Protomaps Blog

The Surprising Anatomy of a One-Man Map Tech Stack

Protomaps is a independent project to build a new map of the world. This scale of mission demands a wide range of novel frontend and backend components, like an open source spatial database, a serverless tile archive format, and a vector map renderer. There’s also a web application — the one you’re looking at now — with subsystems to process background tasks, ingest metrics and manage objects on cloud storage. Finally, there’s the core map engine for cartographic generalization and tiling of OpenStreetMap data, which you can access at Protomaps Downloads.

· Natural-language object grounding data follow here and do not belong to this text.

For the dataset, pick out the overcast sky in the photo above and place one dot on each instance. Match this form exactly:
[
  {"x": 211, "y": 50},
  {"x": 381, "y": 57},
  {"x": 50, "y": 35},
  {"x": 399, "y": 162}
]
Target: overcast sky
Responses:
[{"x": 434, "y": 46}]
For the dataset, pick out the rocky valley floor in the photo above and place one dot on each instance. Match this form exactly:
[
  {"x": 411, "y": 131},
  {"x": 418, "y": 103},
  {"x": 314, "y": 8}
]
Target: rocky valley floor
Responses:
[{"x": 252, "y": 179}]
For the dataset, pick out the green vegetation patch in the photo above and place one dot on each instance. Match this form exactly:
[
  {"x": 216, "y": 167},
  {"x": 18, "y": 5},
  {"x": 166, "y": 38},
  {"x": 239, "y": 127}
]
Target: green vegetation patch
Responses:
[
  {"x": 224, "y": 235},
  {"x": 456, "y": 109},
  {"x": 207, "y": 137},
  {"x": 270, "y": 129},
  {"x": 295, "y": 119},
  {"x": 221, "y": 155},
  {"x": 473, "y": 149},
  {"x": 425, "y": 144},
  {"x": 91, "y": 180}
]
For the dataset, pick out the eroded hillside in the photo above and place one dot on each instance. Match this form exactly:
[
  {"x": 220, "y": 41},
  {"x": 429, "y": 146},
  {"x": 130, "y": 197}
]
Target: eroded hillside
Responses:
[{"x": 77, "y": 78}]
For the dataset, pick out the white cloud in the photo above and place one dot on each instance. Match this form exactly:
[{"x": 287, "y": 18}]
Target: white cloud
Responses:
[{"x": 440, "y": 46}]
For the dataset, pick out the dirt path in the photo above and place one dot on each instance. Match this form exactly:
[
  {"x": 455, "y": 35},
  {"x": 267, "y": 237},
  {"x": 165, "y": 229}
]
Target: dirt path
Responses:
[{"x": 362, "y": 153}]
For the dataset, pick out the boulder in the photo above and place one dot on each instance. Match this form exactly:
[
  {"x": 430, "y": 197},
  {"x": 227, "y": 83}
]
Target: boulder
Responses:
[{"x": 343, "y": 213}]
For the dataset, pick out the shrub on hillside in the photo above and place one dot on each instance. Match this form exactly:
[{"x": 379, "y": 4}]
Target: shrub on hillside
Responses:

Bringing a viable product to market, in addition to publishing open source software, creates some special pressures for a one-man shop. Chief among those is to make conservative technology choices. Building on stable tech means I can spend my risk budget on unique parts of the project instead of libraries; it means my open source components can be adopted by others with minimum friction and mature independently of my own use case. Rust and WebAssembly are exciting for maps, but a bootstrapped company can’t afford multi-year investments in every emerging low-level technology. In this context, some Protomaps choices raise eyebrows among web and GIS developers, so I’ll document a few of them here.

C++

C++ is the primary language at the heart of the Protomaps mapping system.

C++ isn’t valued here for any particular properties of the language itself. In aspects like consistent programming conventions or package management, it feels miserable compared to newer languages.

If you’re working with the nitty-gritty bits of geodata and computational geometry, C++ should be your first choice, because it’s what the vast majority of the ecosystem is already written in. You’ll have access to decades of battle-tested, robust libraries like glm for vector and matrix operations, GDAL/OGR for reading and writing geospatial data, S2 Geometry for spatial indexing on the sphere, and Clipper for computational geometry.

If you’re using a different language, you can write a from-scratch alternative to those libraries — which for each would be a multi-year investment without immediate payoff — or use wrappers, which might offer a mismatched API or lead you down a debugging hole that would not exist if you just interfaced with C or C++. In addition, a core goal of Protomaps is to make tooling that works at all cartographic scales, from a neighborhood to the entire planet. Using C++ and powerful libraries directly is the best way to efficiently process hundreds of millions of geographic features.

LMDB

All serious data storage and manipulation inside Protomaps uses Symas LMDB.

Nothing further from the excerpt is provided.